Сморщившись, Поливанов отвернулся.
— Народ такая сила, в одном месте придавил, она вроде и поддалась, поддалась, да в другой бок тут же и выперла. Я тут, Захар, в подполье на старости лет забрался, — понизил он голос, как бы утверждая то, что только что сказал о народе, и раз и навсегда причисляя себя к нему. — После того что пришлось увидеть, ничего больше не боюсь, ни жизни, ни смерти. Душа у меня на простор вызрела.

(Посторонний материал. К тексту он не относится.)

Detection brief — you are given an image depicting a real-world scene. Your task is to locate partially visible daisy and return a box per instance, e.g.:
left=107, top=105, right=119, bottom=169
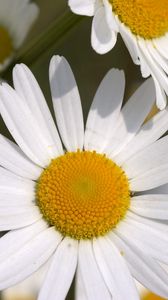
left=0, top=56, right=168, bottom=300
left=0, top=0, right=39, bottom=71
left=68, top=0, right=168, bottom=109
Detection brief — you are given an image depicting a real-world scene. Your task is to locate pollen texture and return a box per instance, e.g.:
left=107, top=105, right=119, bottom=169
left=109, top=0, right=168, bottom=39
left=0, top=26, right=14, bottom=63
left=36, top=151, right=130, bottom=240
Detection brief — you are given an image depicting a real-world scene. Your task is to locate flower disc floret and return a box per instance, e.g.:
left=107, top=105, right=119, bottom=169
left=36, top=151, right=130, bottom=240
left=109, top=0, right=168, bottom=39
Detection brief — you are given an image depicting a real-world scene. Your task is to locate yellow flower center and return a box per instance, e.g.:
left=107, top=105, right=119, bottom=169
left=109, top=0, right=168, bottom=39
left=36, top=151, right=130, bottom=240
left=0, top=26, right=14, bottom=64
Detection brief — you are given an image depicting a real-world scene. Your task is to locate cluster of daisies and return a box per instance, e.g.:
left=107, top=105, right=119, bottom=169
left=0, top=0, right=168, bottom=300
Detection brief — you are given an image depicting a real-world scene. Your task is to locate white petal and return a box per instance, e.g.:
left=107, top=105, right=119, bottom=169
left=84, top=69, right=125, bottom=152
left=13, top=64, right=63, bottom=158
left=49, top=55, right=84, bottom=151
left=115, top=213, right=168, bottom=264
left=38, top=238, right=78, bottom=300
left=138, top=38, right=168, bottom=95
left=0, top=134, right=42, bottom=179
left=0, top=207, right=42, bottom=231
left=152, top=75, right=167, bottom=110
left=0, top=84, right=51, bottom=166
left=0, top=228, right=61, bottom=290
left=0, top=167, right=35, bottom=208
left=106, top=79, right=155, bottom=157
left=91, top=7, right=117, bottom=54
left=109, top=233, right=168, bottom=298
left=130, top=194, right=168, bottom=220
left=103, top=0, right=119, bottom=32
left=75, top=268, right=88, bottom=300
left=68, top=0, right=96, bottom=16
left=115, top=109, right=168, bottom=165
left=0, top=220, right=47, bottom=263
left=130, top=164, right=168, bottom=192
left=93, top=238, right=139, bottom=300
left=119, top=21, right=140, bottom=65
left=122, top=136, right=168, bottom=178
left=146, top=41, right=168, bottom=74
left=78, top=240, right=111, bottom=300
left=153, top=34, right=168, bottom=59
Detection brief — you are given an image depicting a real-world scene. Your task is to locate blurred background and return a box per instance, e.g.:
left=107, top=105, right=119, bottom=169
left=0, top=0, right=161, bottom=300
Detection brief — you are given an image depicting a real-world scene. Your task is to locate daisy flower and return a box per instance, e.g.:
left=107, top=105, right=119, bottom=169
left=0, top=0, right=39, bottom=71
left=0, top=56, right=168, bottom=300
left=68, top=0, right=168, bottom=109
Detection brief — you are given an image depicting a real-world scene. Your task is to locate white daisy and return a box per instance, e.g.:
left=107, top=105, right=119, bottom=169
left=0, top=56, right=168, bottom=300
left=0, top=0, right=39, bottom=71
left=68, top=0, right=168, bottom=109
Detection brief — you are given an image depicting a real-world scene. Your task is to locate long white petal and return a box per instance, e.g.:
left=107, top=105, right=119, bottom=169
left=78, top=240, right=111, bottom=300
left=93, top=238, right=139, bottom=300
left=0, top=167, right=35, bottom=208
left=138, top=38, right=168, bottom=95
left=13, top=64, right=63, bottom=158
left=115, top=109, right=168, bottom=165
left=106, top=79, right=155, bottom=157
left=152, top=75, right=167, bottom=110
left=130, top=194, right=168, bottom=220
left=0, top=227, right=61, bottom=289
left=115, top=217, right=168, bottom=264
left=130, top=164, right=168, bottom=192
left=109, top=233, right=168, bottom=298
left=0, top=84, right=51, bottom=166
left=38, top=238, right=78, bottom=300
left=0, top=134, right=42, bottom=179
left=49, top=55, right=84, bottom=151
left=153, top=34, right=168, bottom=59
left=68, top=0, right=96, bottom=16
left=84, top=69, right=125, bottom=152
left=118, top=21, right=140, bottom=65
left=91, top=7, right=117, bottom=54
left=0, top=220, right=48, bottom=263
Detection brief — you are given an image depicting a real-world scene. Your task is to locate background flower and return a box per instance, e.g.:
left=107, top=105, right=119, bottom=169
left=68, top=0, right=168, bottom=109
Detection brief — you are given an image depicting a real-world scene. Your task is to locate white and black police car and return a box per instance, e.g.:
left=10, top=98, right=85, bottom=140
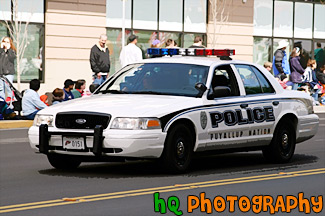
left=28, top=48, right=319, bottom=172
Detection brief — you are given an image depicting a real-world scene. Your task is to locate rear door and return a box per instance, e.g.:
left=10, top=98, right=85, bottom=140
left=206, top=64, right=249, bottom=150
left=235, top=64, right=281, bottom=146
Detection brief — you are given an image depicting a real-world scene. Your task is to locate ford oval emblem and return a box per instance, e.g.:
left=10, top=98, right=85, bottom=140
left=76, top=119, right=86, bottom=124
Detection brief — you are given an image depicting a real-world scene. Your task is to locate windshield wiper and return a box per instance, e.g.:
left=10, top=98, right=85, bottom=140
left=98, top=89, right=128, bottom=94
left=130, top=91, right=166, bottom=95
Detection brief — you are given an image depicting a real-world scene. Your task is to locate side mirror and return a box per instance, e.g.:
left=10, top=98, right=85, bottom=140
left=195, top=83, right=207, bottom=97
left=89, top=84, right=99, bottom=93
left=209, top=86, right=231, bottom=99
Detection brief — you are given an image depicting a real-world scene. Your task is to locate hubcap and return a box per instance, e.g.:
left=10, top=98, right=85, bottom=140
left=282, top=134, right=289, bottom=149
left=177, top=141, right=185, bottom=158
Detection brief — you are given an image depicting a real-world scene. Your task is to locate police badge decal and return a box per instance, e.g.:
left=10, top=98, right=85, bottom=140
left=200, top=111, right=208, bottom=130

Господи, думаю, прожил век, от всякого мышиного писку подхватывался, а тут хоть бей, хоть казни, не могу с собой ничего поделать.
Он сейчас спешил высказать сокровенное, заветное, все то, что с ним за последние годы произошло; Захар глядел на его стриженую сухую голову и никак не мог заставить себя глянуть прямо в глаза ему, до того было дорого нерассуждающее доверие Поливанова, оно пробуждало нечто давно изжитое, вроде бы навсегда ушедшее, и Захар, словно видел Акима Поливанова впервые, чувствовал его как часть самого себя и словно все не мог понять, как оп мог жить без этого чувства раньше, как смог все выдержать.
— Ты Густищи-то, Аким Макарыч, помнишь? — спросил оп негромко.